While still in city office in Youngsville, Champagne ran to succeed Joel Robideaux in the race for the mayor-presidency of Lafayette in the primary election held on October 12, 2019. Her platform stressed the needs of those burgeoning communities in the parish but outside the city limits. She finished a strong third in the race with 16,102 votes (24 percent). In the runoff held on November 16, Champagne endorsed fellow Republican Josh Guillory, who led in the primary with 31 percent of the vote and went on to defeat the No Party candidate, Carlee Alm-LaBar.[10]

References

  1. 1.0 1.1 Rep. Simone B. Champagne. house.louisiana.gov. Retrieved on February 20, 2011; material no longer on-line.

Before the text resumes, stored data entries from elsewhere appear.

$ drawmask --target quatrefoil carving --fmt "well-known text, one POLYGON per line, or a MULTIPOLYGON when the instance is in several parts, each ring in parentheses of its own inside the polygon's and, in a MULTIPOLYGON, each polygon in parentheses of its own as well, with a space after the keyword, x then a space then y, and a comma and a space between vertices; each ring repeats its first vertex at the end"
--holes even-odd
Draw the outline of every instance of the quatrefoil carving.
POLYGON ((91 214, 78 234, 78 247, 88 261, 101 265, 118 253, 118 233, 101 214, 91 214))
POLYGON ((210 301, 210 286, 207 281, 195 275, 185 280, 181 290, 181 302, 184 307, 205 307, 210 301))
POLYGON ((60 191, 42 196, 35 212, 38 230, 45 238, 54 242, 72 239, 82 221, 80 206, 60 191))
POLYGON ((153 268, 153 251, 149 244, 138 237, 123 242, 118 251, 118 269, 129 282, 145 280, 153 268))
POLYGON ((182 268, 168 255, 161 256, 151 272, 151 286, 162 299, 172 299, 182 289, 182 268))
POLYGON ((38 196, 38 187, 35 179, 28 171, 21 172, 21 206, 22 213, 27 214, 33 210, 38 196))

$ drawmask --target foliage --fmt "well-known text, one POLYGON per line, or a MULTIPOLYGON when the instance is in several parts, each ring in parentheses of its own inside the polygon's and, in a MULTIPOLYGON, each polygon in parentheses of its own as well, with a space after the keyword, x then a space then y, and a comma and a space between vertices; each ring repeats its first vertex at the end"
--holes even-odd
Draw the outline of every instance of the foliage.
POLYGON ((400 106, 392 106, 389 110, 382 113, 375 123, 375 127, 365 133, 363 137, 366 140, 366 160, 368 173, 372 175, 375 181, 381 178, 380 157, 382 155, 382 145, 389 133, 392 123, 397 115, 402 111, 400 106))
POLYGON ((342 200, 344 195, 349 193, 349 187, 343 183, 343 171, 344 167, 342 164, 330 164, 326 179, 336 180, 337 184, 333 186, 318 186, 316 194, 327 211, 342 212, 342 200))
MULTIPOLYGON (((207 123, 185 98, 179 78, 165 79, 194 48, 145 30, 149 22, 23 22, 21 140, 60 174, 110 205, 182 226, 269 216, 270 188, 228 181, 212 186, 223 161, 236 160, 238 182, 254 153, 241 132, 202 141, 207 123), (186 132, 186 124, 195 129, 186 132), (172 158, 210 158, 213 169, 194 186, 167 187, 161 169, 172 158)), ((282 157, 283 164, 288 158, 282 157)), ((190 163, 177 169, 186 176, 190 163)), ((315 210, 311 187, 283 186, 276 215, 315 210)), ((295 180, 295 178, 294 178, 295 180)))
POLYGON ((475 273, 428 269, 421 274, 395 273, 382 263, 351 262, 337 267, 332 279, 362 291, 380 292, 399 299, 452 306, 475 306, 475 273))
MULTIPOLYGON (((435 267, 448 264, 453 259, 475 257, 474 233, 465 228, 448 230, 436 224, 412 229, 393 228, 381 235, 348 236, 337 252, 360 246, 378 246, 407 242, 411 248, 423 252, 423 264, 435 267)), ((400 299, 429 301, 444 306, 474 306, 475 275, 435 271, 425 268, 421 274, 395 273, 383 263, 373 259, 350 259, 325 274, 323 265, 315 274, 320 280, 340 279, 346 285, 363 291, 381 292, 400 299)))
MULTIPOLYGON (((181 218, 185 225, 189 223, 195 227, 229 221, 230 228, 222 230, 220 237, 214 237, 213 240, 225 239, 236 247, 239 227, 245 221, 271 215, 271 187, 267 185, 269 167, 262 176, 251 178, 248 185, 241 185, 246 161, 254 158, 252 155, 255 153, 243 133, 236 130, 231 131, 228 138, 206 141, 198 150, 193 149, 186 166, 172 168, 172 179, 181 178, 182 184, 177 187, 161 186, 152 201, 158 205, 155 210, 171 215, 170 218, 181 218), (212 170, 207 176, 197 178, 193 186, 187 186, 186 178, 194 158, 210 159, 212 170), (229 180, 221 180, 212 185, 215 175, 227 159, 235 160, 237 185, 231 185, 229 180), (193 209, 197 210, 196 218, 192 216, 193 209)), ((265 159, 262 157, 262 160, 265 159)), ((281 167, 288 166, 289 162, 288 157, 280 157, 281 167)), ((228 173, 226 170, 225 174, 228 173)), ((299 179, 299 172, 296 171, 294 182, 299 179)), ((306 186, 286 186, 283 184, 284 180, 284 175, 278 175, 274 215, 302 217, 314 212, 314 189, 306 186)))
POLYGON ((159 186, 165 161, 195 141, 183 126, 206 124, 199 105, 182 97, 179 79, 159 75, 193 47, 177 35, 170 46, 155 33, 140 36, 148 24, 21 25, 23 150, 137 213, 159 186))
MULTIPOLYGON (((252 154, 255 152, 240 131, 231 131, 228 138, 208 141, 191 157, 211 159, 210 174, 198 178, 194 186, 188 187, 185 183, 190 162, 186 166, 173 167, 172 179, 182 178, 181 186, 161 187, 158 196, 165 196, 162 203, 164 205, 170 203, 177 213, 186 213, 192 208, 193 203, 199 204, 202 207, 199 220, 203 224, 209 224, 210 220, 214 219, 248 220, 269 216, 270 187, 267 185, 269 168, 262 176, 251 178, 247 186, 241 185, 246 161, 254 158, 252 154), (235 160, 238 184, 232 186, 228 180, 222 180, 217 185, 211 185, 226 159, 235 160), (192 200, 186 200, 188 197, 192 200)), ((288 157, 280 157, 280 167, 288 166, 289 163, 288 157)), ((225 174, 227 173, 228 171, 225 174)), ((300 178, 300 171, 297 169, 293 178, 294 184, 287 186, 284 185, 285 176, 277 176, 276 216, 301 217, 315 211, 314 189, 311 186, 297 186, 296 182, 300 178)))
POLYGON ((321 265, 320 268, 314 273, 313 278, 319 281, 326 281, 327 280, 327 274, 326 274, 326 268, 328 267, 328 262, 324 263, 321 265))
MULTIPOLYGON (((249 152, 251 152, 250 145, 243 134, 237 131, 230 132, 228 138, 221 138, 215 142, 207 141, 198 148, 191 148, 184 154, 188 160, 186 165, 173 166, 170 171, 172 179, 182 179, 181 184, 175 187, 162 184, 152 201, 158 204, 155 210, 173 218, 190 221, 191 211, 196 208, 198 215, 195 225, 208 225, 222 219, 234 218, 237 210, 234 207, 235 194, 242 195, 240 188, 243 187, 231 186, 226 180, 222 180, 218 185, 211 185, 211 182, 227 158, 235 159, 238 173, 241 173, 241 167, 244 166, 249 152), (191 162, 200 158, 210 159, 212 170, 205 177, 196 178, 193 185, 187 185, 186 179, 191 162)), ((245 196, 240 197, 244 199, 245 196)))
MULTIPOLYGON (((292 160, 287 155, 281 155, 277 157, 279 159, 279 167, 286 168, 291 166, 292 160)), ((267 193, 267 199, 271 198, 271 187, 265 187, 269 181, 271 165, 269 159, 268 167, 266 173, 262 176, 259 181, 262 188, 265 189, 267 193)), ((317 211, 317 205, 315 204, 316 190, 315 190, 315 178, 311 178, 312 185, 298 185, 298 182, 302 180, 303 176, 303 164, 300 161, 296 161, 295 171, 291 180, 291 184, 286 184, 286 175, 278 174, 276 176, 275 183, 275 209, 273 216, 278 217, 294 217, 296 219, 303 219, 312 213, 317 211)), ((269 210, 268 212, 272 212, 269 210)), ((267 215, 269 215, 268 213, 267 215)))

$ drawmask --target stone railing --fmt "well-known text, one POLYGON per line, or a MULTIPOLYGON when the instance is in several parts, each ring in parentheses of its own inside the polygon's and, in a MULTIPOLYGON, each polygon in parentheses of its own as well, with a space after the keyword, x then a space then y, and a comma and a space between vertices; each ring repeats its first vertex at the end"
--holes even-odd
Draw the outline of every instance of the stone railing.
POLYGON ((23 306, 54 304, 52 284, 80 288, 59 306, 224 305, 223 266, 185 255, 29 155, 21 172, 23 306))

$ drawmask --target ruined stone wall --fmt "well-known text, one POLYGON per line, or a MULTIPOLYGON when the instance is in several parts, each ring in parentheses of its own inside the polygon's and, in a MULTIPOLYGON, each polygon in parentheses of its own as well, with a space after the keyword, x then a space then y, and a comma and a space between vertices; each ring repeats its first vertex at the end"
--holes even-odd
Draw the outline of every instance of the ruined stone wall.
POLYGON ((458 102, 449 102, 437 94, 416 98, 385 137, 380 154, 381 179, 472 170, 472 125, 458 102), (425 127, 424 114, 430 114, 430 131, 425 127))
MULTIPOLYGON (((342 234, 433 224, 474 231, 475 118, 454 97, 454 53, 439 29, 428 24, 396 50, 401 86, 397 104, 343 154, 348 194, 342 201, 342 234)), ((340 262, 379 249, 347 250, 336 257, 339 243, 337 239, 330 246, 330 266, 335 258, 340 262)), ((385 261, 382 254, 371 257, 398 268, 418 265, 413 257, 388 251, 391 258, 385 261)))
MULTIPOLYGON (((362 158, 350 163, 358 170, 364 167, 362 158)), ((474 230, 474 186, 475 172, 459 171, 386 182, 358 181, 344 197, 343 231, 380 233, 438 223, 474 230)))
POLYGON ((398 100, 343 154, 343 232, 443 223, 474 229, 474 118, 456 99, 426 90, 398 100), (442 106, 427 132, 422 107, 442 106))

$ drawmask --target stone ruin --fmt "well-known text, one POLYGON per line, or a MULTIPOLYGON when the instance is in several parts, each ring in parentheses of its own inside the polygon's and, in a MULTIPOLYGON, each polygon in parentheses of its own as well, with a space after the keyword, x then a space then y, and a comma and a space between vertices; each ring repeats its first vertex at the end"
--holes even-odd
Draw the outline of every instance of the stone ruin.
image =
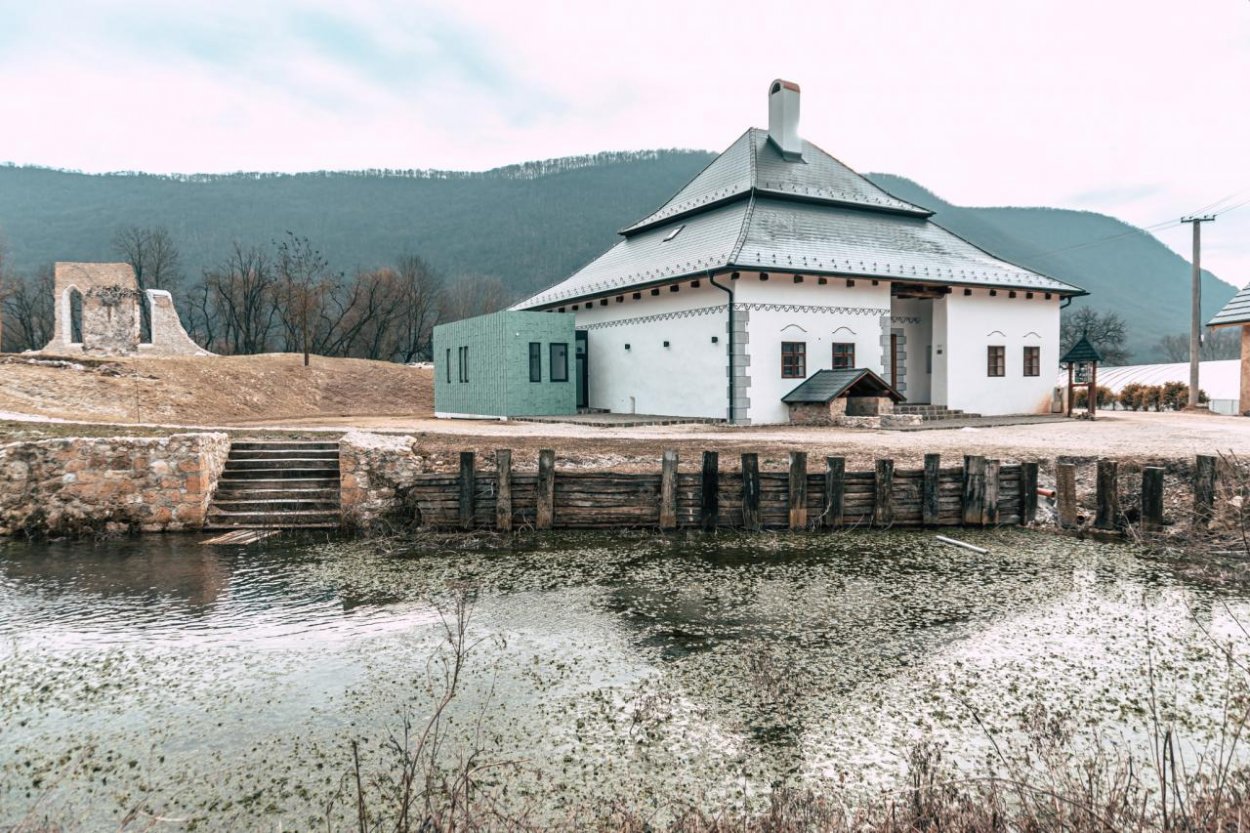
POLYGON ((173 297, 139 290, 129 263, 57 263, 52 340, 41 350, 58 356, 211 356, 182 327, 173 297), (151 341, 142 340, 147 304, 151 341))

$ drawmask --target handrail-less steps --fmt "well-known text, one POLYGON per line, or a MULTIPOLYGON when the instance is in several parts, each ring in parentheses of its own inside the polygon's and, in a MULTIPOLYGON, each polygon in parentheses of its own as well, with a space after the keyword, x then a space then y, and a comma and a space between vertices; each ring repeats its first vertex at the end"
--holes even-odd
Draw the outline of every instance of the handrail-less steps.
POLYGON ((235 442, 204 528, 334 529, 339 497, 337 442, 235 442))

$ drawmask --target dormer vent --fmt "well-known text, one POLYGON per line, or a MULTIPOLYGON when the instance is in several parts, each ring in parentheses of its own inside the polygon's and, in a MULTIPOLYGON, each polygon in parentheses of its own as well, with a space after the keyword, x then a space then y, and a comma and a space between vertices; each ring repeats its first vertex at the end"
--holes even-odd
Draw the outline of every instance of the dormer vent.
POLYGON ((803 159, 799 138, 799 85, 778 78, 768 88, 768 138, 790 162, 803 159))

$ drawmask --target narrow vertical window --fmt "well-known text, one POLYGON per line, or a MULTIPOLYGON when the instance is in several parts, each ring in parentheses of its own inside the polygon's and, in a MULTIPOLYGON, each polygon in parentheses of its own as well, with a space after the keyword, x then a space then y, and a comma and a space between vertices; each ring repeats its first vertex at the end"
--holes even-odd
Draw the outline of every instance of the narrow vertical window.
POLYGON ((781 378, 807 378, 807 342, 781 342, 781 378))
POLYGON ((1042 375, 1042 348, 1041 347, 1025 347, 1024 348, 1024 375, 1025 376, 1041 376, 1042 375))
POLYGON ((530 342, 530 381, 543 380, 543 345, 540 341, 530 342))
POLYGON ((986 350, 986 376, 1007 375, 1007 348, 1001 344, 991 344, 986 350))
POLYGON ((569 380, 569 346, 564 343, 549 346, 551 348, 549 378, 553 382, 567 382, 569 380))
POLYGON ((451 348, 447 348, 447 381, 451 382, 451 348))
POLYGON ((458 357, 460 360, 460 381, 467 382, 469 381, 469 348, 467 345, 460 348, 458 357))
POLYGON ((833 345, 833 369, 850 370, 855 366, 855 343, 835 342, 833 345))

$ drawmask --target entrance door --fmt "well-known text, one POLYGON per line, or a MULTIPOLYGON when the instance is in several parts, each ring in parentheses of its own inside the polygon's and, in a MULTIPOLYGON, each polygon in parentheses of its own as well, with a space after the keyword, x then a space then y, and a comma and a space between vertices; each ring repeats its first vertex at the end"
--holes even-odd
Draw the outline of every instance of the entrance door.
POLYGON ((898 389, 898 333, 890 333, 890 387, 898 389))
POLYGON ((590 377, 587 373, 587 367, 586 367, 587 359, 588 359, 588 356, 587 356, 588 342, 586 341, 586 331, 578 330, 575 334, 575 337, 576 337, 576 346, 574 349, 574 355, 575 355, 576 362, 577 362, 577 367, 576 367, 576 370, 577 370, 577 407, 589 408, 590 407, 590 401, 589 401, 590 400, 590 385, 589 385, 590 377))

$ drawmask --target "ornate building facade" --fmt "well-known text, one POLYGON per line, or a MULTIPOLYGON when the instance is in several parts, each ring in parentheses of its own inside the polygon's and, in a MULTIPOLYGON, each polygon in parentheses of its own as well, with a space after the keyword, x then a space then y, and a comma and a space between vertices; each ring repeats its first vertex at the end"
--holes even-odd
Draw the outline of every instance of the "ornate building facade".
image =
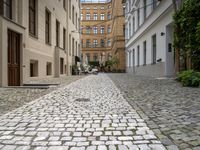
POLYGON ((116 69, 125 71, 125 19, 117 1, 81 2, 81 45, 83 63, 117 58, 116 69))

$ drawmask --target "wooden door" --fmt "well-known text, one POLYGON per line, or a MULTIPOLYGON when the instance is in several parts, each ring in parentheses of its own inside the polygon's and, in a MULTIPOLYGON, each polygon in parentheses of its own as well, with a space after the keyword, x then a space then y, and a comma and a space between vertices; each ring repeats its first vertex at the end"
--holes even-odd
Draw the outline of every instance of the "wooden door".
POLYGON ((8 86, 20 85, 20 35, 8 30, 8 86))

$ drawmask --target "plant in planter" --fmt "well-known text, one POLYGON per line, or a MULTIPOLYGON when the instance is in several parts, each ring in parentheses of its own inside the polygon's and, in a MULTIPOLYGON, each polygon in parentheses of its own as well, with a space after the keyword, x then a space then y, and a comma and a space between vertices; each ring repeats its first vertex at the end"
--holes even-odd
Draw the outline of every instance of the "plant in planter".
POLYGON ((77 75, 78 74, 78 66, 77 65, 73 65, 72 66, 72 75, 77 75))

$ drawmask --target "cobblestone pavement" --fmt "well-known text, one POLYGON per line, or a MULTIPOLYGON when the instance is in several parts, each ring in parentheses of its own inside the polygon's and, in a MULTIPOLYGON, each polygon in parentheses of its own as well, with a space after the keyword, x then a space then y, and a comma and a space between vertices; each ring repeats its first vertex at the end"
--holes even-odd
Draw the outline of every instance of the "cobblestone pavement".
POLYGON ((165 150, 106 75, 91 75, 0 117, 1 150, 165 150))
MULTIPOLYGON (((67 85, 73 81, 76 81, 84 76, 67 76, 62 78, 45 78, 41 80, 33 80, 27 83, 50 83, 59 84, 60 86, 67 85)), ((56 87, 48 89, 42 88, 0 88, 0 116, 9 112, 15 108, 23 106, 27 102, 33 101, 51 91, 56 87)))
POLYGON ((110 78, 168 149, 200 150, 200 88, 130 74, 110 78))

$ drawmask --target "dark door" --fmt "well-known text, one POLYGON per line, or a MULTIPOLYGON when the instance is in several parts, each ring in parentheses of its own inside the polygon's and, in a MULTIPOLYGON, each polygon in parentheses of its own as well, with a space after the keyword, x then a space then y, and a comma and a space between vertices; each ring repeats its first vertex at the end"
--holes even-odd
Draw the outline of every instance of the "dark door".
POLYGON ((8 30, 8 86, 20 85, 20 35, 8 30))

  2. Marsha Shuler (December 12, 2014). State Rep. Herbert Dixon resigns House seat. The Baton Rouge Advocate. Retrieved on December 13, 2014.
  3. Membership in the Louisiana House of Representatives, 1812-2012. legis.state.la.us. Retrieved on February 20, 2011.
  4. 4.0 4.1 Representative Simone B. Champagne (LA). Project Vote Smart. Retrieved on February 20, 2011.
  5. Louisiana Secretary of State, Election Returns, October 22, 2011.
  6. Zane Hill (February 22, 2015). Miguez a state rep. The Daily Iberian.
  7. 7.0 7.1 7.2 Louisiana Secretary of State, Election Returns, January 22, 2011.
  8. Simone B. Champagne (January 5, 2011). Why I'm Running for Senate District 22. The Daily Iberian. Retrieved on February 26, 2011.
  9. Nathan Stubbs (January 19, 2011). Can anyone knock out frontrunner Fred Mills in the District 22 state Senate race?. theind.com. Retrieved on February 26, 2011.
  10. Louisiana Secretary of State, Election Returns (Lafayette Parish), October 12 and November 16, 2019.